Market incentives stacked against network security – US Government report
“Market incentives motivate product developers, manufacturers and vendors to minimise cost and time to market, rather than to build in security or offer efficient security updates,” according to the draft report from the US departments of Commerce and Homeland Security. “There has to be a better balance between security and convenience when developing products.”
Enterprise Cloud News (FinTech Futures‘ sister publication) reports that the 38-page report, entitled “A Report to the President on Enhancing the Resilience of the Internet and Communications Ecosystem Against Botnets and other Automated, Distributed Threats,” was released for public comment.
It’s a reaction to a 11 May executive order by President Donald Trump calling for increased “resilience against botnets and other automated, distributed threats”.
The report is comprehensive, identifying problems, making a series of recommendations, and covering service providers, enterprises and consumers. It identifies the internet of things (IoT) as a particularly troublesome vector for attacks, which can fortunately be secured using existing security tools and best practices.
The report singles out the May 2016 Mirai botnet attacks as a particular example of the need for better industry-wide security practices: “The DDoS attacks launched from the Mirai botnet in the fall [autumn] of 2016, for example, reached a level of sustained traffic that overwhelmed many common DDoS mitigation tools and services, and even disrupted a domain name system (DNS) service that was a commonly used component in many DDoS mitigation strategies.
“The attack also highlighted the growing insecurities in – and threats from – consumer-grade IoT devices. As a new technology, IoT devices are often built and deployed without important security features and practices in place.”
The report identifies six “themes”:
- “Automated distributed attacks are a global problem.”
- “Effective tools exist, but are not widely used.”
- “Products should be secured during all stages of the lifecycle.”
- “Education and awareness is needed.”
- “Market incentives are misaligned.”
- “Automated, distributed attacks are an ecosystem-wide challenge.”
On the issue of market incentives: Enterprises are not taking advantage of “the full slate of anti-DDoS services, due to the expense and the complexity of integrating those services into the other components of the enterprise’s network,” the report states.

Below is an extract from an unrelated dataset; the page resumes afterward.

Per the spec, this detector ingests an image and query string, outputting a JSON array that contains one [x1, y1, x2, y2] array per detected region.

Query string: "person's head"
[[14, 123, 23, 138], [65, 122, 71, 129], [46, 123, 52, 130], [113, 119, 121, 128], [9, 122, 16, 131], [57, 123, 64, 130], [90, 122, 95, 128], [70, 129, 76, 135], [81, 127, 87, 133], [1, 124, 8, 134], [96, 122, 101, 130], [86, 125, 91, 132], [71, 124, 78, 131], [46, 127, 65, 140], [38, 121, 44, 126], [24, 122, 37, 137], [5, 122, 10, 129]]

Best practices “are at times expensive, difficult to manage, and require stilled staff; they are also typically built around past crises, making it difficult to argue for a large amount of excess capacity, for example, until under attack”.
As for IoT: “Unfortunately, the state of IoT devices is much like that of desktop computing in the 1990s. “Vendors frequently cut corners on security, making IoT devices appealing targets for attackers.
The November 2016 Ericsson Mobility Report predicts IoT devices will surpass mobile hones as the largest category of connected devices this year, the federal report notes, adding: “Given the level of security on these device, that is a daunting proposition.”
Legacy servers, desktops, laptops and mobile phones are no longer supported by manufacturers, increasing security vulnerabilities, the report says. And the prevalence of pirated software, which is not supported by the original manufacturer, exacerbates the problems.
What to do about it? The report recommends aligning market incentives with increased security, establishing baseline security best practices, having the federal government lead by example in its own procurement by mandating security standards, wider adoption of software development tools and practices to reduce the incidence of security vulnerabilities, and more.
What next? Following a comment period, the Department of Commerce will hold a two-day workshop to discuss future directions on 28 February and 1 March. The final report is due to the President 11 May.
The draft report comes as security researchers warn about vulnerabilities, dubbed “Spectre” and “Meltdown,” that affect an estimated billions of processors, including chips from Intel, AMD and ARM, built into PCs and mobile devices since 1995.